Río Negro aprobó la Ley Federico para garantizar una comunicación más inclusiva
La Legislatura de Río Negro aprobó por unanimidad el proyecto conocido como “Ley Federico”, una iniciativa que busca avanzar hacia una comunicación más accesible e inclusiva en distintos espacios de la provincia.
La propuesta, presentada por las legisladoras Lorena Yensen y Elvi Cides (JSRN), establece la incorporación de tableros de Comunicación Aumentativa y Alternativa (CAA) en ámbitos de salud, educación, cultura, turismo, administración pública y espacios públicos.
Estos sistemas están destinados a personas que presentan dificultades totales o parciales para expresarse mediante el lenguaje oral y utilizan pictogramas para construir mensajes, expresar necesidades, comunicar situaciones o pedir asistencia.
Una ley que nació de una historia personal
El nombre de la iniciativa surge de la historia de Federico, un joven de 25 años de Viedma que nació con síndrome de Angelman, una condición que le impide utilizar el lenguaje oral.
Durante el tratamiento del proyecto, Yensen destacó que Federico “sí quería comunicarse, sí quería participar, sí quería hacerse entender” y explicó que su familia fue pionera en la provincia en la búsqueda de herramientas alternativas para facilitar su comunicación.
A partir de esa experiencia, sus familiares acercaron a las legisladoras la propuesta de generar una normativa que permitiera que estas herramientas estuvieran disponibles para muchas otras personas que las necesitan.

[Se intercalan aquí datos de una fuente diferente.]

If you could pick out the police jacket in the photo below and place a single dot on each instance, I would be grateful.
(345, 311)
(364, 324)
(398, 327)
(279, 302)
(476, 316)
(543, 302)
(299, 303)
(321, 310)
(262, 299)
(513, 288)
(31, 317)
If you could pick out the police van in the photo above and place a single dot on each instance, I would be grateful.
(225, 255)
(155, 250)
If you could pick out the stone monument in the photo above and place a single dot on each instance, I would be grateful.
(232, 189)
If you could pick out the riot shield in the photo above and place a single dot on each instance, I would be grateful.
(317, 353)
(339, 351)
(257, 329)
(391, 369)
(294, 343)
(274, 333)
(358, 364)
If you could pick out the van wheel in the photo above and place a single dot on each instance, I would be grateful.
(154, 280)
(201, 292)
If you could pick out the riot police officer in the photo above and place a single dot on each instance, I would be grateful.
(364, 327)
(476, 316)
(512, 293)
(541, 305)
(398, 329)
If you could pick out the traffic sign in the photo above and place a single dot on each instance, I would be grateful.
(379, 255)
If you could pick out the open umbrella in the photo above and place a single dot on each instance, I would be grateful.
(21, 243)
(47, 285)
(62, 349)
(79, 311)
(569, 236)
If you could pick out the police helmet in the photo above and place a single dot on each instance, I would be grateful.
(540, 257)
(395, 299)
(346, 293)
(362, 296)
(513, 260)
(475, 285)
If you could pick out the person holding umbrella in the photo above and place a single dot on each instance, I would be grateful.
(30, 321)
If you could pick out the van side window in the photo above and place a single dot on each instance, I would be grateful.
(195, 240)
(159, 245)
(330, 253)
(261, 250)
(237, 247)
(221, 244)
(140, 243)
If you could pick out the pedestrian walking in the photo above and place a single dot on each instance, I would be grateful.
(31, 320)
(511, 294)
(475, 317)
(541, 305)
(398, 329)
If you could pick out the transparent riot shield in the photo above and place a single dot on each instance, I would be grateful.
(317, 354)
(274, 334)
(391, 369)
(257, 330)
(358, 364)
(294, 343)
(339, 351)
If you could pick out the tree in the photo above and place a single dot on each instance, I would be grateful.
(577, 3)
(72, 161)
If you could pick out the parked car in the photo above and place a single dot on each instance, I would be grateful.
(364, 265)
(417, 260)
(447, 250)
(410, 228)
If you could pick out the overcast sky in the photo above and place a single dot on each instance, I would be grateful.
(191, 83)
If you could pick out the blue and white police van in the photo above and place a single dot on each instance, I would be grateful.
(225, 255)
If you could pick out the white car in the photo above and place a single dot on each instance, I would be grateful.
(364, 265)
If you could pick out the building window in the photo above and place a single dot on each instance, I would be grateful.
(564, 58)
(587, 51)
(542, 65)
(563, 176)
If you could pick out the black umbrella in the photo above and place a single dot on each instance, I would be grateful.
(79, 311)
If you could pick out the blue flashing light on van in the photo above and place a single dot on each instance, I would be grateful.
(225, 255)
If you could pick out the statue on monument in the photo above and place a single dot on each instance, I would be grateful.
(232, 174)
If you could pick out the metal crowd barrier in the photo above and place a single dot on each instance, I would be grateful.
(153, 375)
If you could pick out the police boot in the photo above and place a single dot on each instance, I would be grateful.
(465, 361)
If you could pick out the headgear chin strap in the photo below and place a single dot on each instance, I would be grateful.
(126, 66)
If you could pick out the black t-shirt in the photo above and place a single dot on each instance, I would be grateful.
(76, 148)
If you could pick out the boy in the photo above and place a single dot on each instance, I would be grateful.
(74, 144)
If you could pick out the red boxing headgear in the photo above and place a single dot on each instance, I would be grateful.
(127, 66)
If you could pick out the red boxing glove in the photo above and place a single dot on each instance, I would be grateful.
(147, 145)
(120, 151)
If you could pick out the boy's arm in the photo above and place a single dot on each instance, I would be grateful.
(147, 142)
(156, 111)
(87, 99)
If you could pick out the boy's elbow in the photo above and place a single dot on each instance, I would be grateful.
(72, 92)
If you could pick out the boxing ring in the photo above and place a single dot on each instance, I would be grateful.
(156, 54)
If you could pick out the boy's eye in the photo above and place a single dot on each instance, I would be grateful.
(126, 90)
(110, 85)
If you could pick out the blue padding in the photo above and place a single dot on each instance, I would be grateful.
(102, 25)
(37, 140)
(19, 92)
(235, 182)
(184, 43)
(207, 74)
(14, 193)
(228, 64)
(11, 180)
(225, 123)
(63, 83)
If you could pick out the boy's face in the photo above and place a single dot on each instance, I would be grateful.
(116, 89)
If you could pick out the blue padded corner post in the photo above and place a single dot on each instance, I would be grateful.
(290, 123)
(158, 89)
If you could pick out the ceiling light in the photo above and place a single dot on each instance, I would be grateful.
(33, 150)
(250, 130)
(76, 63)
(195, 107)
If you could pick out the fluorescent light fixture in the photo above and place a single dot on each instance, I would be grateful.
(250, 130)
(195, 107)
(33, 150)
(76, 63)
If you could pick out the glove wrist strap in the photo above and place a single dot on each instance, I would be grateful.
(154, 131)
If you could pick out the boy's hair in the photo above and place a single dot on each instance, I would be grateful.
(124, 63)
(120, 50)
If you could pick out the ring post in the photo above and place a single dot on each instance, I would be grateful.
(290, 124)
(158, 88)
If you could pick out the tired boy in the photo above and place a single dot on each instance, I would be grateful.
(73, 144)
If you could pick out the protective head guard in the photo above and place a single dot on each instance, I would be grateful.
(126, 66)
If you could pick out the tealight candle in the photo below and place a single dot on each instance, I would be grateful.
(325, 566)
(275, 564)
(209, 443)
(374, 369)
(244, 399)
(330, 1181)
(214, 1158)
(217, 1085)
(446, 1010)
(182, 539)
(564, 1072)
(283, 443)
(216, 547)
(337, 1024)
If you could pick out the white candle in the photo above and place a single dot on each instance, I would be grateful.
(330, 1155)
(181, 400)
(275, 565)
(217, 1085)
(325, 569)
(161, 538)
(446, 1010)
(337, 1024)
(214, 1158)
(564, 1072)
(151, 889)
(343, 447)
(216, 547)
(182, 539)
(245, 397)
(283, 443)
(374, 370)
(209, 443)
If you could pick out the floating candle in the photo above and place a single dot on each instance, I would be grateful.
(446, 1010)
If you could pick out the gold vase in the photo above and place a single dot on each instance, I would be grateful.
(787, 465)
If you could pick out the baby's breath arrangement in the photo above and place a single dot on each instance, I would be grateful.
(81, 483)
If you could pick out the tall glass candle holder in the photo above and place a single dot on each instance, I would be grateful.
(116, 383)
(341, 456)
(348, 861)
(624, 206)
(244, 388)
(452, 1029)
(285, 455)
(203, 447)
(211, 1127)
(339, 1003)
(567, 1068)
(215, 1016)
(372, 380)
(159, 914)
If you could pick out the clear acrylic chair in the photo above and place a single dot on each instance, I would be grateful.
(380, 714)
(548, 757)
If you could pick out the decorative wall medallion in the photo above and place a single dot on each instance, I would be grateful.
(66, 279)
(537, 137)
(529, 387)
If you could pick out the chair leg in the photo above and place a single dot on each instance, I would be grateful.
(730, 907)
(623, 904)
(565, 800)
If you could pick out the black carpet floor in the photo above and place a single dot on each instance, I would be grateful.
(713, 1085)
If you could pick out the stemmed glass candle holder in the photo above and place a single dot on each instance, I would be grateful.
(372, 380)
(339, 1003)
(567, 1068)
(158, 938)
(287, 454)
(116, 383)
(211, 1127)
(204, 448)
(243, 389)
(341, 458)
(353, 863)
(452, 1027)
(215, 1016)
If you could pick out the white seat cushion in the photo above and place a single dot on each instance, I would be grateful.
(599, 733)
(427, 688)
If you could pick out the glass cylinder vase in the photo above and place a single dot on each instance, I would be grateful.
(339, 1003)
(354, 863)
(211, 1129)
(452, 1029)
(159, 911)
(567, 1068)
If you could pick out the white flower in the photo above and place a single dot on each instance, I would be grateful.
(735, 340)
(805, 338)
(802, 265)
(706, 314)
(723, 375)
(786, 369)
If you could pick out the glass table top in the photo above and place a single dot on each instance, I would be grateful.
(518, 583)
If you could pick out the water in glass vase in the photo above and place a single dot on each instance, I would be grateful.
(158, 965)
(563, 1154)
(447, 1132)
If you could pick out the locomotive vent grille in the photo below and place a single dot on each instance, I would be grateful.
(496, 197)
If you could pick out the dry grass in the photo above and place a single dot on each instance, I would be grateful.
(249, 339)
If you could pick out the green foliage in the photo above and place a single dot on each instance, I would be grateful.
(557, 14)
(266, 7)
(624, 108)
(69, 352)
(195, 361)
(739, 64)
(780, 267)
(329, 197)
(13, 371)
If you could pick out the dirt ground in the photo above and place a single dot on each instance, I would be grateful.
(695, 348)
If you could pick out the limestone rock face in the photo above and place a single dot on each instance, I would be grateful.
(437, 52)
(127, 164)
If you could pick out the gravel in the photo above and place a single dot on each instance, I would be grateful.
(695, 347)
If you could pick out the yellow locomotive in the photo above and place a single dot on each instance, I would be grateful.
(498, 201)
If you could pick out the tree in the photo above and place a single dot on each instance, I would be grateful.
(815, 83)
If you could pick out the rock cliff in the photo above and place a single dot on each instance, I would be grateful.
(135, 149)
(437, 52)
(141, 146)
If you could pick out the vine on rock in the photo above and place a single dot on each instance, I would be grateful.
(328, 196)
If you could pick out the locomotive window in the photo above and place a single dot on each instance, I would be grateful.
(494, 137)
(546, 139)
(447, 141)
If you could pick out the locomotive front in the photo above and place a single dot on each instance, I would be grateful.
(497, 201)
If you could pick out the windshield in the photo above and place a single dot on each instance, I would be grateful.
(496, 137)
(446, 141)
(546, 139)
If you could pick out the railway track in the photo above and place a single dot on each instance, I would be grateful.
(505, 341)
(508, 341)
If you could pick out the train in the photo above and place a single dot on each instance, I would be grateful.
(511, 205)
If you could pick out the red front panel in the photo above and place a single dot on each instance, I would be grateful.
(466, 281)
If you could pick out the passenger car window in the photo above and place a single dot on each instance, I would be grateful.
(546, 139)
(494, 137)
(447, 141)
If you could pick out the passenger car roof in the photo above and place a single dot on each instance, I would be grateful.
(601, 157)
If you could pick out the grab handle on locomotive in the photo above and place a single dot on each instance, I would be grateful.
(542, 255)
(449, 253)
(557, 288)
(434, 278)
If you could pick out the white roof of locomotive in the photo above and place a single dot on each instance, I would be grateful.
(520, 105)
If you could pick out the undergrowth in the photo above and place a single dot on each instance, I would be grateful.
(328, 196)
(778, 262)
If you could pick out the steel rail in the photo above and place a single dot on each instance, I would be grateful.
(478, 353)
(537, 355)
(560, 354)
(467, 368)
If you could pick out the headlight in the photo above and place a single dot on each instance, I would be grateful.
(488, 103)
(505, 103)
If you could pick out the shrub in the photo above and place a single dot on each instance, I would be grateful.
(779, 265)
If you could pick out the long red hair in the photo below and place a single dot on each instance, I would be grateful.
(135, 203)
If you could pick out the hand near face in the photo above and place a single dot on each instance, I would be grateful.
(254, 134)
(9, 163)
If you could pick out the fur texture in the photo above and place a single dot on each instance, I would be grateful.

Los potenciales beneficiarios incluyen a personas con autismo, parálisis cerebral o afasia, adultos mayores y también quienes puedan quedar temporalmente imposibilitados de hablar como consecuencia de un accidente o una situación traumática.
Cómo funcionan los tableros
Los tableros CAA utilizan pictogramas universales que permiten señalar imágenes, palabras, acciones, necesidades o situaciones para construir mensajes.
Durante la sesión, Yensen llevó uno de estos tableros al recinto y explicó que puede utilizarse, por ejemplo, para comunicar que una persona está asustada, describir un robo, identificar a alguien involucrado en una situación o solicitar ayuda.
También pueden resultar útiles en hospitales para pedir asistencia, comunicarse con médicos o enfermeros y expresar necesidades básicas, así como en las escuelas para favorecer la participación de niños y niñas en las actividades.
La iniciativa contempla tanto sistemas aumentativos o complementarios, para quienes pueden pronunciar algunas palabras pero tienen dificultades para formar frases, como sistemas alternativos o sustitutivos, destinados a quienes no pueden utilizar el lenguaje oral.
Yensen destacó que se trata de herramientas de bajo costo y sostuvo que pueden contribuir a que muchas personas tengan mayor autonomía y no dependan completamente de otra persona para comunicarse.
El desafío de eliminar las barreras
Uno de los principales argumentos de la iniciativa plantea que las dificultades de comunicación no deben ser consideradas únicamente como una característica individual, sino también como una consecuencia de las barreras que existen en el entorno.
En ese sentido, Yensen sostuvo que cuando una persona no puede comunicarse, “la falla no está en la persona, sino que está en nosotros, en el entorno o en la sociedad”, en referencia a la necesidad de generar condiciones que permitan una verdadera inclusión.
El Ministerio de Desarrollo de Río Negro brindó su aval al proyecto y tendrá a su cargo la implementación de los sistemas.
Con la aprobación unánime de la Legislatura, los tableros de Comunicación Aumentativa y Alternativa pasan a formar parte de una política pública provincial orientada a garantizar el derecho a comunicarse, participar y desenvolverse con mayor autonomía.
La autora de la iniciativa destacó además que Río Negro se posiciona a la vanguardia en esta materia, al señalar que no existe actualmente otra provincia argentina que haya establecido mediante una ley un mecanismo de estas características para garantizar formas alternativas de comunicación.